Mashed

I am, admittedly, both a snob and an alcoholic. Given the two, most people assume I must like scotch.

But, in truth, I’ve never really been a fan. In part because taking scotch too seriously as a twenty-something always strikes me as effortful, effete. And, in part, because I’m just not a fan of the way it tastes.

Still, every gentleman needs something to drink off the rocks, to sip neat. So, for years, I’ve been making my way through golden-brown beverage choices, looking for one to call my own.

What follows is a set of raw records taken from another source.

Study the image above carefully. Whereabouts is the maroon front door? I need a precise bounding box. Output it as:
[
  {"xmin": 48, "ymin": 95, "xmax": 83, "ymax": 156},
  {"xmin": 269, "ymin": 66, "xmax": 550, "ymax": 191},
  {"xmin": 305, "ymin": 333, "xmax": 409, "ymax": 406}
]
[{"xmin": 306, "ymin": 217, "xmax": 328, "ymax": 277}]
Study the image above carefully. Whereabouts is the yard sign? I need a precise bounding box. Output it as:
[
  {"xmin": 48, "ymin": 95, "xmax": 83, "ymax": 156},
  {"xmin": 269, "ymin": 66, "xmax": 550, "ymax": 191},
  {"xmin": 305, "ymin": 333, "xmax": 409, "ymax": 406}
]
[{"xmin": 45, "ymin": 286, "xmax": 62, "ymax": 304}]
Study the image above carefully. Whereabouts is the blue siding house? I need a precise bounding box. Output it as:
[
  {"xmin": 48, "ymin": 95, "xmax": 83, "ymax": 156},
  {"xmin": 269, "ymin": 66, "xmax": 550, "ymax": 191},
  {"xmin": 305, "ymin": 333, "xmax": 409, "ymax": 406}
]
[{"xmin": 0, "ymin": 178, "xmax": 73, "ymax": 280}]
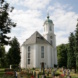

I came close with cognac – but soon found even low-end choices to be prohibitively expensive across a drink-filled night about town. Barrel-aged rum, too, seemed a near fit, until I discovered the percentage of bars that stock nothing beyond Bacardi – acceptable on the rocks as a fifth drink of the evening, though less so as a first.

A month or so back, however, I discovered a definitive answer – one already sitting in my liquor cabinet.

Colin and I were six or seven hours into a late-night editing session, synching sound for Underground, staring at monitors full of Final Cut until our eyes had long since glazed. My liquor supplies having dwindled dangerously low, and in deference to Colin’s Kentucky roots, I pulled down from the back of the cabinet a bottle of Woodford Reserve – a bottle I’d received as a gift, and had left unopened for a year and change, knowing that I don’t like bourbon.

Or, rather, believing that I don’t like bourbon. Because, it turns out, I do. A lot. Some more than others – Woodford or Makers Mark seeming much more to my taste than, say, Knob Creek.

I haven’t yet had time to sample the wide array of base-level consumer choices, much less to test out the slew of high-end options. Still, I’m already sure bourbon is it – is my drink. It tastes right. It tastes like coming home.